Elfneunundneunzig zahle ich monatlich, um in WoW zu leveln, zu questen, zu raiden und all die Inhalte zu sehen, die Blizzard in dieses Spiel gepackt hat. 11 Euro und 99 Cent im Monat. Und vorhin stand ich eine Stunde lang im Brachland und habe Deviatfische geangelt, weil ich unbedingt “Pikantes Deviat Supreme” kochen wollte.
Tastendruck zum Angelauswerfen. Mauszeiger auf Schwimmer. Warten. Rechte Maustaste drücken. Tastendruck zum Angelauswerfen. Lather, rinse, repeat. Eine Stunde lang. Mir ist nicht langweilig geworden. Im Hintergrund lief, nein, nicht der Fernseher, sondern “Tangram” von Tangerine Dream. Ganz entspannt. Fischen. Für 11,99 € im Monat. Virtuell. Nicht mal in echt draussen am Fluss. Nein. Am Rechner.

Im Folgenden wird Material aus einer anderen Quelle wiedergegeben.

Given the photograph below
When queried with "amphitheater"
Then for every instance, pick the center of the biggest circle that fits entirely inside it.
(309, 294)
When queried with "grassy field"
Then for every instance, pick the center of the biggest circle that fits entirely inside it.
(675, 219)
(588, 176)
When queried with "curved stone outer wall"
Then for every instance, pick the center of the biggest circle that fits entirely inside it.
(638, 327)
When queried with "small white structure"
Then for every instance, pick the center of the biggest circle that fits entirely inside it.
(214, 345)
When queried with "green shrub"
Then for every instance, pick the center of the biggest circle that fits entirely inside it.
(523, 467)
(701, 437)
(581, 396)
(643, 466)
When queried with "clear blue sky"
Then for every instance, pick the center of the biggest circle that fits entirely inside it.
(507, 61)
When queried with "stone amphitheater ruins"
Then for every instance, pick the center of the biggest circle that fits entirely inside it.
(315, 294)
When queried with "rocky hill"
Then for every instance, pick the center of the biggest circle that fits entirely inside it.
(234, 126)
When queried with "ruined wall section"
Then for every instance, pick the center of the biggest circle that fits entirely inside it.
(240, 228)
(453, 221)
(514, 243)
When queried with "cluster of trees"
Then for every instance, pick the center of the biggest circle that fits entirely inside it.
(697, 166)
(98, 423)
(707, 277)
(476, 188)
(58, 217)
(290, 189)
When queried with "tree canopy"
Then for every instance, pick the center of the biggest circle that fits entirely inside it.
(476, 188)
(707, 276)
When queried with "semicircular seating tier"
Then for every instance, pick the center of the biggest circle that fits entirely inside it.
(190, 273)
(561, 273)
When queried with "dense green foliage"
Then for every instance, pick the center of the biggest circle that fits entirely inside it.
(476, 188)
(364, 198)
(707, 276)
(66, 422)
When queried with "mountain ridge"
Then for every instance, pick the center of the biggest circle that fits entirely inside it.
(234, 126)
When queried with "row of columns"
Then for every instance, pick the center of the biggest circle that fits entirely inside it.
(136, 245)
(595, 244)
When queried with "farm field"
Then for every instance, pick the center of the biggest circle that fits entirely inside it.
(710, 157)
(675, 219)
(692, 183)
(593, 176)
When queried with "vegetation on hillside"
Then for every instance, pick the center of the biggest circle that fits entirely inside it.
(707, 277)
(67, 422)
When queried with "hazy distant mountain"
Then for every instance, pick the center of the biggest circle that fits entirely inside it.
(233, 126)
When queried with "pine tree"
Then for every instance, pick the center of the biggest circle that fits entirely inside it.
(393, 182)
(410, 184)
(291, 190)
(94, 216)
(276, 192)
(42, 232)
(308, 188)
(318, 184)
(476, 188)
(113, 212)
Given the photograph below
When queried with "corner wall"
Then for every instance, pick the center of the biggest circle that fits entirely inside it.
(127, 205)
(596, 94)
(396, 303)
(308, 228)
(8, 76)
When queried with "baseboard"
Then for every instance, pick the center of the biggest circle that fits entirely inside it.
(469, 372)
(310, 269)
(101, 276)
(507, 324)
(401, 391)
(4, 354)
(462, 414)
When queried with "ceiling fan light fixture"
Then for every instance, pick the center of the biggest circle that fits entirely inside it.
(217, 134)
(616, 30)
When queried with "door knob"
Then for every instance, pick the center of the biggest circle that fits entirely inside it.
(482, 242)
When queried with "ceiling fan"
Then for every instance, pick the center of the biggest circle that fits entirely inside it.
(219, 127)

Nächste Woche werde ich wohl in die große weite Welt der Jagd-Simulationen a la Deer Hunter einsteigen. Dann stehen noch der Landwirtschafts-Simulator 2009 und diverse Busfahr-Simulationen auf dem Programm. So gegen Herbst werde ich jeden Widerstand gegen Micropayment aufgegeben haben und ein glücklicher Konsument von Pferderüstungen und überteuertem Mini-DLC sein.
Ade, Senior Gamer! Es war schön mit Dir, solange es dauerte. Senior Gamer ist tot. Es lebe Senior Casual Gamer! Gut, vielleicht übertreibe ich ein wenig und mache hier grundlos Panik. Noch ist ja nichts Schlimmes passiert. Es ist ja nur ein Spiel. Rede ich mir zumindest ein … :)
Aber es war tatsächlich herrlich entspannend. Sich nicht um Mobs kümmern, nicht um ausgefeilte Angriffskombinationen und Aggro-Vermeidung oder -generierung. Nicht den Blick auf Buffs und Auren zu haben, nicht ständig das maximal Mögliche aus Items und Fähigkeiten zu holen. Kein Leistungsdruck. Einfach nur eine Stunde lang im Brachland in der Oase zu sitzen und zu angeln. Und wenn ich schon 11,99 € im Monat für die Möglichkeit bezahle, mich 24/7 in WoW einzuloggen, dann wäre es doch dumm, wenn ich solche trägen Spielphasen mit Minesweeper oder Bejeweled verbringen würde. Oder nicht?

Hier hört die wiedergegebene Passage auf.